In Optica, The Optical Society’s (OSA) journal for high-impact research, the researchers describe how they created one among the littlest SPAD pixels ever devised and reduced the facility consumption of every pixel to but 1 microwatt while maintaining speed and timing precision. The new camera can acquire images at up to 24,000 frames per second. For comparison, 30 frames per second is that the standard rate wont to record video for television.
“For transportation applications, this new camera could help achieve unprecedented levels of autonomy and safety by enabling multiple low-power LiDAR devices to be used on a vehicle, providing fast, high-resolution 3D view of the environment,” said first author, Kazuhiro Morimoto from Canon Inc. in Japan. “In a somewhat more distant future, quantum communication, sensing, and computing could all enjoy photon-counting cameras with multi-megapixel resolution.”
A new quite sensor 3d image
In but 20 years, SPAD sensors have advanced from a novelty to versions that are standard in most smartphone cameras and lots of household devices. This technology’s success comes from the very fact that SPAD sensors are extremely efficient at detecting single photons and converting them into electrical signals that are stored during a digital memory. an outsized format camera is often created by building an array of pixels that every contain a SPAD.

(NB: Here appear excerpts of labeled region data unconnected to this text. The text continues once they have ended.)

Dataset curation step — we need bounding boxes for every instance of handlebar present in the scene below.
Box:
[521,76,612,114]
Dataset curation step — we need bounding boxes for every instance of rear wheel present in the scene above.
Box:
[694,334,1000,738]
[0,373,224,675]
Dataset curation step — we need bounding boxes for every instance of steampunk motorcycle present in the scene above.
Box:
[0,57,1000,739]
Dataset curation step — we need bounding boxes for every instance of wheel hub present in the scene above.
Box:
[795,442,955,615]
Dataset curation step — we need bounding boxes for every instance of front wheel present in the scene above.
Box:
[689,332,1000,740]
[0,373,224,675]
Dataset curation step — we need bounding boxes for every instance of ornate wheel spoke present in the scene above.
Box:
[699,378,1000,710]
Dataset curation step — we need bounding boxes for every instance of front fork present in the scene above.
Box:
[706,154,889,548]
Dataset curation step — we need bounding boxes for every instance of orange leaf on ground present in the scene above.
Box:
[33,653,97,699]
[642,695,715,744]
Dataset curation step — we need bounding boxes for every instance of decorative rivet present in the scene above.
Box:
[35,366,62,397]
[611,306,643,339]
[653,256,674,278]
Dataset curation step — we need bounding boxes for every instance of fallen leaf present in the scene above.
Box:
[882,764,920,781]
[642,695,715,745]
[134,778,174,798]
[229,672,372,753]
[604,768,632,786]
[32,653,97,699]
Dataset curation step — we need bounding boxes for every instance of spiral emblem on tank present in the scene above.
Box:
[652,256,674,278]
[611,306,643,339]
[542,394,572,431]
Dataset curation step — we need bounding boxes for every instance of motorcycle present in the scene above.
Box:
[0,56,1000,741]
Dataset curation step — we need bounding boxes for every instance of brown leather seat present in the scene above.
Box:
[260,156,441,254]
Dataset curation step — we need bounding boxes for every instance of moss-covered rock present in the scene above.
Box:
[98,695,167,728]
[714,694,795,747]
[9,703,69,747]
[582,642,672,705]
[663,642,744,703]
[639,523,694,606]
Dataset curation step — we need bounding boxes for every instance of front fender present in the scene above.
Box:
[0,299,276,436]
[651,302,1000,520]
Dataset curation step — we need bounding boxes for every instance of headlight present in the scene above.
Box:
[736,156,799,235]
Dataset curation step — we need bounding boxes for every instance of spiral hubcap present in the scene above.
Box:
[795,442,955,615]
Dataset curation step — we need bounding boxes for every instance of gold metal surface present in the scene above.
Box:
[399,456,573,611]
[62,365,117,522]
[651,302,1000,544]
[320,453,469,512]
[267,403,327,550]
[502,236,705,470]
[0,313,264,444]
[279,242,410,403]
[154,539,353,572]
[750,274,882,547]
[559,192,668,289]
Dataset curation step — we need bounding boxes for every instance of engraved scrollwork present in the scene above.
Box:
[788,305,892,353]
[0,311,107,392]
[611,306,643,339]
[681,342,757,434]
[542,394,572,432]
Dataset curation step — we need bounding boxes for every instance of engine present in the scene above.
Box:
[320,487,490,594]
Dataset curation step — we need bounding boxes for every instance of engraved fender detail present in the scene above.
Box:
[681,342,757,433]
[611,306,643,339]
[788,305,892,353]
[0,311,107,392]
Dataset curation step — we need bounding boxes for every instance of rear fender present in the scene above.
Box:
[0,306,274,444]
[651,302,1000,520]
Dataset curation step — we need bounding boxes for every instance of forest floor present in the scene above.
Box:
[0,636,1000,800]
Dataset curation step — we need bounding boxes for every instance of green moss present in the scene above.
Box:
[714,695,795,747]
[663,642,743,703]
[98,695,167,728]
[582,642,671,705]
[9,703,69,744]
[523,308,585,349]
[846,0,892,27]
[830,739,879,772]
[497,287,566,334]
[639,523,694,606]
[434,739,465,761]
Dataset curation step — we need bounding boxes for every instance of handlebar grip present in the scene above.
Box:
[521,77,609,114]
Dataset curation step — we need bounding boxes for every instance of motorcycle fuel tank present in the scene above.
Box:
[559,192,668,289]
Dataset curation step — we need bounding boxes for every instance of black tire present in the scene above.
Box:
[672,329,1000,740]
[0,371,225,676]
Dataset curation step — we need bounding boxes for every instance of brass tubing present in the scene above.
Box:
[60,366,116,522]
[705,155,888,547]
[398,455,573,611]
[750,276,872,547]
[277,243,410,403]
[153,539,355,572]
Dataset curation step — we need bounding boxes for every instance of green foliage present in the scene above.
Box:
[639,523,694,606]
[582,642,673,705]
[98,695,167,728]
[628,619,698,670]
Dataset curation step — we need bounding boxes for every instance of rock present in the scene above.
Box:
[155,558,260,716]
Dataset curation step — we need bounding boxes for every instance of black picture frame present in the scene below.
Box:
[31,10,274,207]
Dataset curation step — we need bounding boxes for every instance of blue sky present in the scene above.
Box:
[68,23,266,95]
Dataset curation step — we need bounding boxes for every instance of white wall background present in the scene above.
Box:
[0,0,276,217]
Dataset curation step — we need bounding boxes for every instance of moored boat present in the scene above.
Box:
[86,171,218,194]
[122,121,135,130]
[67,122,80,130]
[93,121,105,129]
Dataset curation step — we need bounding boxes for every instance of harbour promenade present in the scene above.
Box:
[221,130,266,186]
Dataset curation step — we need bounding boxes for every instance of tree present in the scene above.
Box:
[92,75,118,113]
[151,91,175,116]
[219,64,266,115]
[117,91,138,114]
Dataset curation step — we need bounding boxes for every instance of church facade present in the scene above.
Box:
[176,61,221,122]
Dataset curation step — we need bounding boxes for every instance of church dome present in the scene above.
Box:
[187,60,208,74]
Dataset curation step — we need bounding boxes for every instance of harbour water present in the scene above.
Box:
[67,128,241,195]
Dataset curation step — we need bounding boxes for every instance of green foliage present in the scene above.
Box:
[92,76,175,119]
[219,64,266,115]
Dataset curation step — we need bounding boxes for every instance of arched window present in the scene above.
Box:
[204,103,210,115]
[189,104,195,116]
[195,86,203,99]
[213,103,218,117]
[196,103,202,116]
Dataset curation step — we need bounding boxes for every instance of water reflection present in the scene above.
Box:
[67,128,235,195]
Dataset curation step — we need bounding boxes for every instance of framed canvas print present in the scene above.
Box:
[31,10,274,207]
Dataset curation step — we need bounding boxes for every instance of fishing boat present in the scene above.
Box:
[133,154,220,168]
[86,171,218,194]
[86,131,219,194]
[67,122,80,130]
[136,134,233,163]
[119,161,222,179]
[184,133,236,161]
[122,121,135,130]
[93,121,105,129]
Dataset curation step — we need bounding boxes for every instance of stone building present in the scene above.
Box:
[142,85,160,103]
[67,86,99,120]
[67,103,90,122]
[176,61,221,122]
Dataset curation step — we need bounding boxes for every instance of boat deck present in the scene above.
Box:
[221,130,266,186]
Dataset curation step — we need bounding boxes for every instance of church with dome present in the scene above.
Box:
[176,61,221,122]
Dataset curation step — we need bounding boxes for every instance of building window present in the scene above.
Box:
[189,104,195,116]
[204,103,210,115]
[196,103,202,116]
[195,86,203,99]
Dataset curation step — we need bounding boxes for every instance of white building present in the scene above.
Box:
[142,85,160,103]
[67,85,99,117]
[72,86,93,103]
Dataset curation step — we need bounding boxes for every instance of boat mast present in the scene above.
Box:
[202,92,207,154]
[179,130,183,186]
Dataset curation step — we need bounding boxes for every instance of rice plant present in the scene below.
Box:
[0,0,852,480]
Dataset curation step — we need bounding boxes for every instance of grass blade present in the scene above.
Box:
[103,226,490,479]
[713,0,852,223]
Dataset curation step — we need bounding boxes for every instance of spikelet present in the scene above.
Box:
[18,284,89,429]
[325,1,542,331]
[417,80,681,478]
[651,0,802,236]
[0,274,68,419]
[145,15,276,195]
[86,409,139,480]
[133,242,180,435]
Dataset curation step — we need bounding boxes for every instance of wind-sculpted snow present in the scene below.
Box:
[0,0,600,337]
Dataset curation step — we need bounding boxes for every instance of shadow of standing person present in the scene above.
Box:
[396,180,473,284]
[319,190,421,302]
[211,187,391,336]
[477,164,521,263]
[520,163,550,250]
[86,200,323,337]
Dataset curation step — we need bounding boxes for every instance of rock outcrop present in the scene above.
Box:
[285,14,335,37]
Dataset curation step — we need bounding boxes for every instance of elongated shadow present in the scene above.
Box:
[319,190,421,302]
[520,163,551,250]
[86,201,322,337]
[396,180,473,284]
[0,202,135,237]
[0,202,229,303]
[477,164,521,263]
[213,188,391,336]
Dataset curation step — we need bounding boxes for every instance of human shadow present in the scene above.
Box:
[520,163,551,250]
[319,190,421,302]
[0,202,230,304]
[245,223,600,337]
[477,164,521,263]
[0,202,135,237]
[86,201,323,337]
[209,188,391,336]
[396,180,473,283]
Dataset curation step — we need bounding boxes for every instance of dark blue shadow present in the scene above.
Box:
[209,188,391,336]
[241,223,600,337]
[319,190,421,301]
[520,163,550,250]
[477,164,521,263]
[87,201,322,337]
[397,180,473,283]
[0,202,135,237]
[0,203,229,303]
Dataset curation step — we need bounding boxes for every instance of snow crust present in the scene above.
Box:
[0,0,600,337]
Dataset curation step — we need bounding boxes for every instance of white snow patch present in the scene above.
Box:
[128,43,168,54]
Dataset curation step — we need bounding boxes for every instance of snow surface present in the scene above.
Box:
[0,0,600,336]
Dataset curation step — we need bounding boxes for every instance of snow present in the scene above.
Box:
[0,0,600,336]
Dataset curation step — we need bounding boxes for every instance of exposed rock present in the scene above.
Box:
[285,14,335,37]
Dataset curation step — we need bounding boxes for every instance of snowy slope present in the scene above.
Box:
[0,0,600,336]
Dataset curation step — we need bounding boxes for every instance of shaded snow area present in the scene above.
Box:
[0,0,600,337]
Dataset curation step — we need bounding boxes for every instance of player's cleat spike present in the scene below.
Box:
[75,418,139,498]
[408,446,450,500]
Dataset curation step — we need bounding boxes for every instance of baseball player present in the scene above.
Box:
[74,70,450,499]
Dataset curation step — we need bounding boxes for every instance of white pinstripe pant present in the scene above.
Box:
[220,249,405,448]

In the new work, the researchers drew on 15 years of SPAD research at the AQUALab in EPFL to make a particularly fast, high-resolution camera that leverages SPAD technology for advanced imaging. The new camera detects single photons and converts them into electrical signals at a record rate of about 150 million times per second. Each SPAD sensor is often finely controlled to permit light certain as little as 3.8 nanoseconds, roughly four billionths of a second. This quick ‘shutter speed’ can capture extremely fast motion or be wont to increase the dynamic range — the difference between the darkest and lightest tones — of an acquired image.
The researchers created extremely small SPAD pixels and designed for low power consumption by employing a feedback mechanism that nearly immediately quenches the avalanche of electrons triggered by photon detection. This improves the general performance and reliability of the pixels. They also used enhanced layout techniques to pack the SPAD sensors tighter, thus upping the detection area density and enabling a camera with 1,000,000 pixels.
The researchers then applied sophisticated microcircuit design techniques to make a particularly uniform distribution of fast electrical signals over the large-scale pixel array. They showed that the shutter speeds varied by only 3 percent over the million pixels, demonstrating that this sensor could feasibly be made using available mass-production techniques.
High-speed 3D imaging
The camera’s speed makes it possible to live the time a photon hits the sensor very precisely. This information is often wont to calculate how long it takes individual photons to travel the space from a source to the camera, referred to as time-of-flight. Combining time-of-flight information with the power to capture 1,000,000 pixels simultaneously enables the extremely high-speed reconstruction of 3D images.
The researchers used the new camera to work out the time-of-flight of photons emitted from a laser source and reflected by a target. They also captured complex scenes that are difficult for other imaging techniques to live, like an object viewed through a partially transparent window, and that they used the camera to accumulate conventional pictures with unprecedented dynamic ranges. In the future, they decide to further improve the performance and timing resolution of the camera and to further miniaturize the components to form it more practical for the spread of applications.